February 23, 2010
Long live the painful mosaic...
Securities Regulation is undoubtedly a difficult patchwork of federal and state, civil and criminal, private and public authorities and actions. So it was conceived in 1933/34, and so it remains today.
As we were all reminded by the written decision of Honorable Judge Rakoff that yesterday approved the settlement between the SEC and Bank of America. In "reluctantly" granting approval, the court nonetheless reiterated enough concerns about the events attending the BOA-Merrill Lynch merger of the fall 2008 so as to turn eyes to the pending New York State Attorney General's complaint against BOA and two of its former officials. That civil suit, lodged on February 4th, alleges fraud and manipulation on essentially the same facts underlying the SEC settlement.
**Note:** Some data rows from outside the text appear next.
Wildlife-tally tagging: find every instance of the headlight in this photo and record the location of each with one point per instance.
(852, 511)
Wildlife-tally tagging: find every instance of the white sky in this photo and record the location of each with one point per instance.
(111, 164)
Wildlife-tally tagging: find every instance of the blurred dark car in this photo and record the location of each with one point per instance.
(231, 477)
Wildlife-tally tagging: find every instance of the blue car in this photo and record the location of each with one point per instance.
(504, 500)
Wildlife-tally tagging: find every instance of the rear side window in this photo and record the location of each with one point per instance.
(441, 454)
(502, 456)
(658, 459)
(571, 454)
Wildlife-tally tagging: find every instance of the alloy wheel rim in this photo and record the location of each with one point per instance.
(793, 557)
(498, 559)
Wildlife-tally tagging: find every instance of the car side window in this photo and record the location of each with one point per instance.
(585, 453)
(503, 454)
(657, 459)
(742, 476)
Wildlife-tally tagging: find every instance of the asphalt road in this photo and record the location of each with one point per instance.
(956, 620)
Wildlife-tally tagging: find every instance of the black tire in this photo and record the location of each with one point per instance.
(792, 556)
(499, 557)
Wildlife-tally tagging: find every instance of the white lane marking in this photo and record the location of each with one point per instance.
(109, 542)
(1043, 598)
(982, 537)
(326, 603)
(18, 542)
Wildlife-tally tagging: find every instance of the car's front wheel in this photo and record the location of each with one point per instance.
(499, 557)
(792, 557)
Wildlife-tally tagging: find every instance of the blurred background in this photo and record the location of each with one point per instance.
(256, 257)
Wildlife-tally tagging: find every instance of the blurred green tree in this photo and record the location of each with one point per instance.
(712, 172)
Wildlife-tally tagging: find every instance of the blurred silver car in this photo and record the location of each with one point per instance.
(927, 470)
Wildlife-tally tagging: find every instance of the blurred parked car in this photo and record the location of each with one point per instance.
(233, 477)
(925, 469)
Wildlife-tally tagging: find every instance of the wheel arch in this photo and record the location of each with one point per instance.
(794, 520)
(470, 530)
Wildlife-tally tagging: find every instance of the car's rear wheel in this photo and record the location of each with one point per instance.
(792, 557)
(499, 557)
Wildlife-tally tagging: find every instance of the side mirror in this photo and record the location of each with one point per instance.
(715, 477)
The 15-page "Opinion and Order" of Judge Rakoff on the SEC suit is available at http://graphics8.nytimes.com/packages/pdf/business/BofAOpinion.pdf. While its pointed critique of the Commission's efforts ultimately yielded to judicial deference for negotiated settlements ("In the exercise of...self-restraint, this Court, while shaking its head, grants the S.E.C.'s motion..."), the settlement's worth a read for the references to Yogi Berra and Harlan Fiske Stone alone.